The PS integrins are required throughout pupation for wing development, but only during late pupation for eye development. They are not required for the differentiation of ommatidial cells, only for their organization. They maintain interactions between the wing epithelia during the two phases of pupal wing expansion and in the attachment of a fully formed fenestrated membrane to the basement membrane of the retina. A requirement for the alternative splicing of the mys transcript during embryogenesis has been demonstrated.
PS2 integrin is expressed on the surface of cells and can mediate cell spreading on an undefined component of fetal calf serum, on the purified vertebrate matrix molecules vitronectin and fibronectin, and on RGD peptide. Spreading can be inhibited by soluble RGD peptide and is dependent on divalent cations.

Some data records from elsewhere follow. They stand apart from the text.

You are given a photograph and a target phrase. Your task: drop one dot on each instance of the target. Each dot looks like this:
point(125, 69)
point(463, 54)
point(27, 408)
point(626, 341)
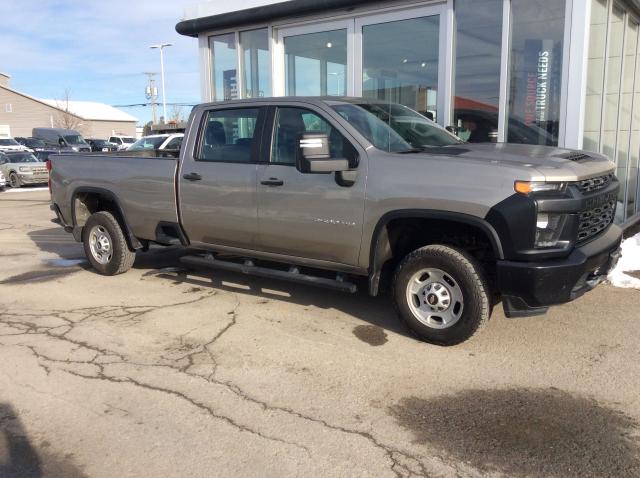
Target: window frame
point(255, 154)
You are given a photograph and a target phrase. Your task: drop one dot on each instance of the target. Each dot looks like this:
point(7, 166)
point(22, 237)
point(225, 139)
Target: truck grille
point(596, 220)
point(594, 184)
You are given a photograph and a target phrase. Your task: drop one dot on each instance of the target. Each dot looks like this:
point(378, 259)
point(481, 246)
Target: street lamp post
point(161, 46)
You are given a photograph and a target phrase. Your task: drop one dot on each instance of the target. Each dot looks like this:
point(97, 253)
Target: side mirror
point(314, 155)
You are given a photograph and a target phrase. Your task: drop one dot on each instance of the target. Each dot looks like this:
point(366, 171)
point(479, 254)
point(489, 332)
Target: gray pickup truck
point(323, 190)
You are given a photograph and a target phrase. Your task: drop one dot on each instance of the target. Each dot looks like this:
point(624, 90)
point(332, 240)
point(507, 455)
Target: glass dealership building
point(546, 72)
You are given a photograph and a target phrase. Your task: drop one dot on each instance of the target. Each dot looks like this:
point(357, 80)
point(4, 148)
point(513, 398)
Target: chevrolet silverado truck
point(323, 190)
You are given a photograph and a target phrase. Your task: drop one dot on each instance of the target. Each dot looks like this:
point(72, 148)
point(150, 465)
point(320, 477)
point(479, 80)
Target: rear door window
point(230, 136)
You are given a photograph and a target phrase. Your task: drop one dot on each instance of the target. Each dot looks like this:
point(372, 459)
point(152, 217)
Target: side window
point(228, 135)
point(175, 143)
point(289, 126)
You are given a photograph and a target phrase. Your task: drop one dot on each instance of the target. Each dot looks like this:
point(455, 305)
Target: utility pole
point(161, 47)
point(151, 93)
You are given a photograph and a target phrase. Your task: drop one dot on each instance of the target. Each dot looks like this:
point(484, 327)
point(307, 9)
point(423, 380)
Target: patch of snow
point(630, 261)
point(65, 262)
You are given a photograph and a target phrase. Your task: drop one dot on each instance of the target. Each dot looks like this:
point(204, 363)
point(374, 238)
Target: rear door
point(309, 215)
point(217, 178)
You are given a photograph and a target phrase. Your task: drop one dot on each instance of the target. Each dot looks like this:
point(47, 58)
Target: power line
point(134, 105)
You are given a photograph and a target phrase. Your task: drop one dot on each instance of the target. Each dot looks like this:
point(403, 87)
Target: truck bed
point(144, 186)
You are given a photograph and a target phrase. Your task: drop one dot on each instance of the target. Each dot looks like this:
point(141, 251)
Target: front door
point(218, 182)
point(309, 215)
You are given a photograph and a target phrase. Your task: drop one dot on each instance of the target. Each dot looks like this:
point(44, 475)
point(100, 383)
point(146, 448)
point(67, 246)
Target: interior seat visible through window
point(229, 135)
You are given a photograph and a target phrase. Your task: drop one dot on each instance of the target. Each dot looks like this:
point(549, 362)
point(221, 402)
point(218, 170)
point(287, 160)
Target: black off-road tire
point(464, 270)
point(122, 257)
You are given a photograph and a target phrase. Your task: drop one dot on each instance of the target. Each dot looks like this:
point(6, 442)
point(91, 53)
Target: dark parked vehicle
point(45, 154)
point(65, 139)
point(101, 145)
point(357, 187)
point(32, 143)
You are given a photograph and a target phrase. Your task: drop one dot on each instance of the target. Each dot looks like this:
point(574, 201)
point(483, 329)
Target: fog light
point(549, 229)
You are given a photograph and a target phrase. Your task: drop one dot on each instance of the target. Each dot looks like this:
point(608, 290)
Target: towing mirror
point(315, 156)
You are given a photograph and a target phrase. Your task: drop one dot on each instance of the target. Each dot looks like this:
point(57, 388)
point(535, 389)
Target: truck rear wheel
point(441, 294)
point(105, 245)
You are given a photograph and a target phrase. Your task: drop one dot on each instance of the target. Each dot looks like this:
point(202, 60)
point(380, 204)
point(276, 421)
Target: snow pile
point(630, 261)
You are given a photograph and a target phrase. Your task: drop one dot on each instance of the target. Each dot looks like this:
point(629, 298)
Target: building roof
point(90, 110)
point(213, 16)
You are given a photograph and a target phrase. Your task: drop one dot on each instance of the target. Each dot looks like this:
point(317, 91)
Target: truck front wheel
point(441, 294)
point(105, 245)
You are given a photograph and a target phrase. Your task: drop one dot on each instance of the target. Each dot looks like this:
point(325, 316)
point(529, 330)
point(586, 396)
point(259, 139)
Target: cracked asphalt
point(165, 371)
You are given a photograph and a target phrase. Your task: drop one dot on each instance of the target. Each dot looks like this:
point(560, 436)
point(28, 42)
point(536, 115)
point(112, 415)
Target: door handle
point(272, 182)
point(192, 177)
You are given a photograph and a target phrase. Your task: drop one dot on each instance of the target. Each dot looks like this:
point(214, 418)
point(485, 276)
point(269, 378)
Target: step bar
point(249, 268)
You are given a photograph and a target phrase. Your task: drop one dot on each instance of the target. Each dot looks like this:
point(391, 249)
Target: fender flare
point(380, 251)
point(132, 240)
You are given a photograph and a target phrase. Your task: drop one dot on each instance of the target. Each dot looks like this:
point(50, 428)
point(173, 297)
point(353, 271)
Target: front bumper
point(529, 288)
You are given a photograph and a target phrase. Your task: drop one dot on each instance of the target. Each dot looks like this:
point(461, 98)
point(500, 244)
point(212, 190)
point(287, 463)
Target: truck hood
point(554, 164)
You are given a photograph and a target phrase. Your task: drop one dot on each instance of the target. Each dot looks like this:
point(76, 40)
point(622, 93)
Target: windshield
point(74, 139)
point(34, 143)
point(22, 158)
point(395, 128)
point(8, 142)
point(144, 144)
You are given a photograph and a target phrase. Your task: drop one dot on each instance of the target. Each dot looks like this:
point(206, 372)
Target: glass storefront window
point(400, 63)
point(537, 33)
point(256, 63)
point(224, 74)
point(612, 93)
point(316, 64)
point(595, 74)
point(477, 77)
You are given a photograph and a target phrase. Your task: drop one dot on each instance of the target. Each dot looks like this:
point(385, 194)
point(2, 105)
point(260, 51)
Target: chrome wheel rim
point(435, 298)
point(100, 244)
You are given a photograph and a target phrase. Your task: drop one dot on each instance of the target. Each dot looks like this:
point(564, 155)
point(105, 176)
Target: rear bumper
point(529, 288)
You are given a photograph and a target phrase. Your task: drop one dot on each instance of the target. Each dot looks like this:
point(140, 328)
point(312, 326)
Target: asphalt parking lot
point(164, 371)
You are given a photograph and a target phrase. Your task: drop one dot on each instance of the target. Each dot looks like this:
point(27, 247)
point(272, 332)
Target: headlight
point(549, 228)
point(529, 187)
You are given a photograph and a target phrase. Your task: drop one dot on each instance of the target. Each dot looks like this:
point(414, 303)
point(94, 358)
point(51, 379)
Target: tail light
point(49, 165)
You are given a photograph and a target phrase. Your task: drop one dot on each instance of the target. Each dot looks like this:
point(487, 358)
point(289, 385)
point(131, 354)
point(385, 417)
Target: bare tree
point(176, 114)
point(65, 118)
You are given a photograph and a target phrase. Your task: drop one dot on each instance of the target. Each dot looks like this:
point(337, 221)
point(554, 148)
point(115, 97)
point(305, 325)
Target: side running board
point(248, 267)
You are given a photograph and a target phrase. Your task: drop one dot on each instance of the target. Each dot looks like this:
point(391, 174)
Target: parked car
point(22, 168)
point(32, 143)
point(10, 144)
point(122, 142)
point(63, 139)
point(478, 126)
point(328, 184)
point(158, 143)
point(3, 180)
point(101, 145)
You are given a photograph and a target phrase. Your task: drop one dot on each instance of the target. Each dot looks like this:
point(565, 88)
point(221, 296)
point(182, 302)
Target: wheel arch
point(86, 200)
point(381, 244)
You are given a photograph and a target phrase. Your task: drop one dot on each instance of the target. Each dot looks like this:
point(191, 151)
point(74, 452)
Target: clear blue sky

The requirement for integrins during development has been studied using animals mosaic for mys mutations. Expression of mys is required in many parts of the developing fly, with an especially large requirement in ventrally derived tissues.
mys function is required for muscle formation and proper CNS development. Mutants in mys specifically affect the tergal depressor of the trocanter.
Mutagenesis of mysolfC-x17 led to some strains with 'stronger' acetate-based olfactory deficit than the starting mutant. In one of these called "olfCx17-1a", responses to iso-amyl acetate worse than in mysolfC-x17 and the new strain also shows reduction in responses to benzaldehyde; both of these abnormalities covered by Dp(1;2)sn+72d and uncovered by Df(1)ct-J4, apparently placing this novel genetic defect in 7A2-C1, a region separate from olfC.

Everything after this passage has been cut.